I have a Postgresql table with something like 200k tuples, so not that much. What I try to do is filter out some rows and then order them using full-text matching:
SELECT * FROM descriptions as d
WHERE d.category_id = ?
AND d.description != ''
AND regexp_replace(d.description, '(...)', '') !~* '...'
AND regexp_replace(d.description, '...', '') !~* '...'
AND d.id != ?
ORDER BY ts_rank_cd(to_tsvector('english', name), plainto_tsquery('english', 'my search words')) DESC LIMIT 5 OFFSET 0';
There is a GIN index on description field.
Now this query works well only when there is less then 4000 or so records in the category. When its more like 5k or 6k then the query gets extremely slow.
I was trying different variations of this query. What I noticed is when I remove either WHERE clause or ORDER BY clause then I get big speed up. (Of course then I get irrelevant results)

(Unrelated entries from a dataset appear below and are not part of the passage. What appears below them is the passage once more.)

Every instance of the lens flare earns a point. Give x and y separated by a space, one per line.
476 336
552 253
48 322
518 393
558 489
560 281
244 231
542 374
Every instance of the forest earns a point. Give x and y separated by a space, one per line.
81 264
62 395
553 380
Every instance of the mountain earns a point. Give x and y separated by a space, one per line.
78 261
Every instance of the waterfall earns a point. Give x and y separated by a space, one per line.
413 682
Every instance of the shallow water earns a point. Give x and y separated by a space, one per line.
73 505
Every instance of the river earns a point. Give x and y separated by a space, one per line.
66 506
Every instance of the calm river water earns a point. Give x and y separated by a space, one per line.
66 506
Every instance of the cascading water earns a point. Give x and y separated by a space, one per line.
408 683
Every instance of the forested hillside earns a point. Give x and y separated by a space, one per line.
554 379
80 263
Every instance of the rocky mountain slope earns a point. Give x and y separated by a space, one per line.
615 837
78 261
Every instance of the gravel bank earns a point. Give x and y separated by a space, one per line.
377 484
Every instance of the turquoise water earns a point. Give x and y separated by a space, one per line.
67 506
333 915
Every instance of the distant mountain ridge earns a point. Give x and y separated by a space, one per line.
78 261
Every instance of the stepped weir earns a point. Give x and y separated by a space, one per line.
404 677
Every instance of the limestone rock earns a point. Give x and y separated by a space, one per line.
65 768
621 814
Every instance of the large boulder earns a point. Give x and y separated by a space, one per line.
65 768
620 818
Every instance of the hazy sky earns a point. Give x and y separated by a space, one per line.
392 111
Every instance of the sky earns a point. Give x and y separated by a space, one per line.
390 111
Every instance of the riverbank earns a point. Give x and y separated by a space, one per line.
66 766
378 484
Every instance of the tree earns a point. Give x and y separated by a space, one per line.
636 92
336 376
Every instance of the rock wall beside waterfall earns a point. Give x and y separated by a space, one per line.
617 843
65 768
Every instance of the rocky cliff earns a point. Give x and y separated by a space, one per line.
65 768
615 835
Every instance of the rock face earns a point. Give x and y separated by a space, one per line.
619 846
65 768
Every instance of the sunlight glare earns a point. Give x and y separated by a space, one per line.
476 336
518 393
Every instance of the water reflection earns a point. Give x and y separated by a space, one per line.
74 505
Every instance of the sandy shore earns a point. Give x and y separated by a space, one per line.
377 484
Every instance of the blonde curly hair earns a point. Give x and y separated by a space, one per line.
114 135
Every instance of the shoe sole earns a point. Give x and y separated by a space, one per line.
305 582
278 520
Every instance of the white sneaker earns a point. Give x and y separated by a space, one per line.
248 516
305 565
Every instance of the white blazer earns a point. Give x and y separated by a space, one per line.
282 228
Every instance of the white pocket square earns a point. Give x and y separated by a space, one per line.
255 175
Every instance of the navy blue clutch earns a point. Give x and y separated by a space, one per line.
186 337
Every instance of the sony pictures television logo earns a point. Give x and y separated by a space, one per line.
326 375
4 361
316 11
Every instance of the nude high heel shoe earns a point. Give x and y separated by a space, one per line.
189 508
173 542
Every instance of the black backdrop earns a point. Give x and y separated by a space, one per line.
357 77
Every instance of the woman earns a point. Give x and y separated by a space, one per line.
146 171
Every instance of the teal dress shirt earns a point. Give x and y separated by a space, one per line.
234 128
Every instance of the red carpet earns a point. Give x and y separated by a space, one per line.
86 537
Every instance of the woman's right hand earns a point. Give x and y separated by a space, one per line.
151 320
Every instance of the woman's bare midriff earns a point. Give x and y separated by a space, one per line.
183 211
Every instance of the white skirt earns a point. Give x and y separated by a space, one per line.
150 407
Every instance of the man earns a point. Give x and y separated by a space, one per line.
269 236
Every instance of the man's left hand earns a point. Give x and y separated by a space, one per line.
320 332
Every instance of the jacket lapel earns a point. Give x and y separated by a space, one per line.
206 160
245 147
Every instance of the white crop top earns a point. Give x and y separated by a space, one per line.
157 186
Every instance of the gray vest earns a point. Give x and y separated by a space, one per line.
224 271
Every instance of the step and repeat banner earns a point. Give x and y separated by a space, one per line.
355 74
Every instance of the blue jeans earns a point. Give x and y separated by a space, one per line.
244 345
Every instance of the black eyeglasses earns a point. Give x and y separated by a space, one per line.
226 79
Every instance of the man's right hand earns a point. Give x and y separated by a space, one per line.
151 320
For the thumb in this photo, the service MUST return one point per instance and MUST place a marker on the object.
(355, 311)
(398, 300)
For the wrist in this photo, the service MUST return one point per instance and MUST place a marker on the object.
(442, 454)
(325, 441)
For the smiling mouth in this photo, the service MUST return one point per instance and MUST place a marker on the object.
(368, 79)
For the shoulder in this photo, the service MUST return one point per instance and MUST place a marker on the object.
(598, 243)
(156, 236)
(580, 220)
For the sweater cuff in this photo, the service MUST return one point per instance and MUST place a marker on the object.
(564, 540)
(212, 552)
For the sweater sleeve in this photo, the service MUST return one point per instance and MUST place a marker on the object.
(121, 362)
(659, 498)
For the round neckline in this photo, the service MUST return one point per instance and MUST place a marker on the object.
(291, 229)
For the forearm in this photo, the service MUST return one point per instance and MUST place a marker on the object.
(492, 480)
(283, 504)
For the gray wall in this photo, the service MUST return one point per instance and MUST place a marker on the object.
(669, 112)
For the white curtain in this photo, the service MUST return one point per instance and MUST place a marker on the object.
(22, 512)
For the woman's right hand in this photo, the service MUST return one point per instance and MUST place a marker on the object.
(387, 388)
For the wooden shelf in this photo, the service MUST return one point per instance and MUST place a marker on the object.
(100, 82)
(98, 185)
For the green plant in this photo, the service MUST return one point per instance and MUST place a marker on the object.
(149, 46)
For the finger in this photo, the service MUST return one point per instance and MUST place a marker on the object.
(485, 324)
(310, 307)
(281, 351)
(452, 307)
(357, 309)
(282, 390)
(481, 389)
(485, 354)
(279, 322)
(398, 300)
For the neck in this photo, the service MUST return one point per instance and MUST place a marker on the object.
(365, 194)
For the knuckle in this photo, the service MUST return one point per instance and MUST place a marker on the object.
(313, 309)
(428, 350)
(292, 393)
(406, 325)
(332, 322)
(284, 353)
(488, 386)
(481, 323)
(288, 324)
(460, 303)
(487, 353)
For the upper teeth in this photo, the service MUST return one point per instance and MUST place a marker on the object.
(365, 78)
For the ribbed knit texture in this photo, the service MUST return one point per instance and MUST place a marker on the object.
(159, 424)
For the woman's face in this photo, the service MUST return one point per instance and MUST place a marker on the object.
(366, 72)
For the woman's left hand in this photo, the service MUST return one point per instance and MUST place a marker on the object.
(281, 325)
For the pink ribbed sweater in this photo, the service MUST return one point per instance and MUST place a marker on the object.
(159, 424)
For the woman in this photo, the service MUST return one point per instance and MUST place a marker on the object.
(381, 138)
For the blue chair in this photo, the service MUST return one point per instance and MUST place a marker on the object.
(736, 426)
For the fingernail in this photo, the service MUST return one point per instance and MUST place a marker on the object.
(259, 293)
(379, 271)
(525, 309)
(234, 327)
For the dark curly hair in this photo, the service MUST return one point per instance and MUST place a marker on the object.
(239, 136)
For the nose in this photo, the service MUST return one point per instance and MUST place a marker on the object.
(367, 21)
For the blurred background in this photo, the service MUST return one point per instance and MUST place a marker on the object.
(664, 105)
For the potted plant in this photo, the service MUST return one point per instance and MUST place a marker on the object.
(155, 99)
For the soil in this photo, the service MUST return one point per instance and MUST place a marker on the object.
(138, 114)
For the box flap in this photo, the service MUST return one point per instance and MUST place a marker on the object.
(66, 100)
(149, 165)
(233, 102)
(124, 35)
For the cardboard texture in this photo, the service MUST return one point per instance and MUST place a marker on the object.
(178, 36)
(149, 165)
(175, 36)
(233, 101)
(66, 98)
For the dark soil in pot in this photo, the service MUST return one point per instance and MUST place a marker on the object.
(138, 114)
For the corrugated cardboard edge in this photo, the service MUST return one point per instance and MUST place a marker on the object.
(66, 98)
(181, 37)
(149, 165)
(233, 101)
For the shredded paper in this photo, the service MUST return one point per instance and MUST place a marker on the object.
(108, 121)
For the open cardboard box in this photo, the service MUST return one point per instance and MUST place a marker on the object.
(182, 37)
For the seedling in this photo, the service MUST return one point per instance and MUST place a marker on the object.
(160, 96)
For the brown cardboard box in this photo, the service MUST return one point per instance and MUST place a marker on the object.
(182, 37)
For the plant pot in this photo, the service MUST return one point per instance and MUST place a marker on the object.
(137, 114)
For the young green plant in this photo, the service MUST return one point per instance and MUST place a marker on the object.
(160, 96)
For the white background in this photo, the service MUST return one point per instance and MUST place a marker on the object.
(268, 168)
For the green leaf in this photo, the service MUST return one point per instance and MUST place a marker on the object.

What can I do to speedup this combination? Any way of optimizing or should I look for a solution outside Postgresql?
Additional question:
I'm experimenting further and for example this is the simplest query that I think runs too slow. Can I tell from explain analyze when it uses gist index and when doesn't?
SELECT d.*, d.description <-> 'banana' as dist FROM descriptions as d ORDER BY dist DESC LIMIT 5
"Limit (cost=16046.88..16046.89 rows=5 width=2425) (actual time=998.811..998.813 rows=5 loops=1)"
" -> Sort (cost=16046.88..16561.90 rows=206010 width=2425) (actual time=998.810..998.810 rows=5 loops=1)"
" Sort Key: (((description)::text <-> 'banana'::text))"
" Sort Method: top-N heapsort Memory: 27kB"
" -> Seq Scan on products d (cost=0.00..12625.12 rows=206010 width=2425) (actual time=0.033..901.260 rows=206010 loops=1)"
"Total runtime: 998.866 ms"`
Answered (kgrittn): DESC keyword is not correct for KNN-GiST and it's actually not wanted here. Removing it fixes the problem and gives right results.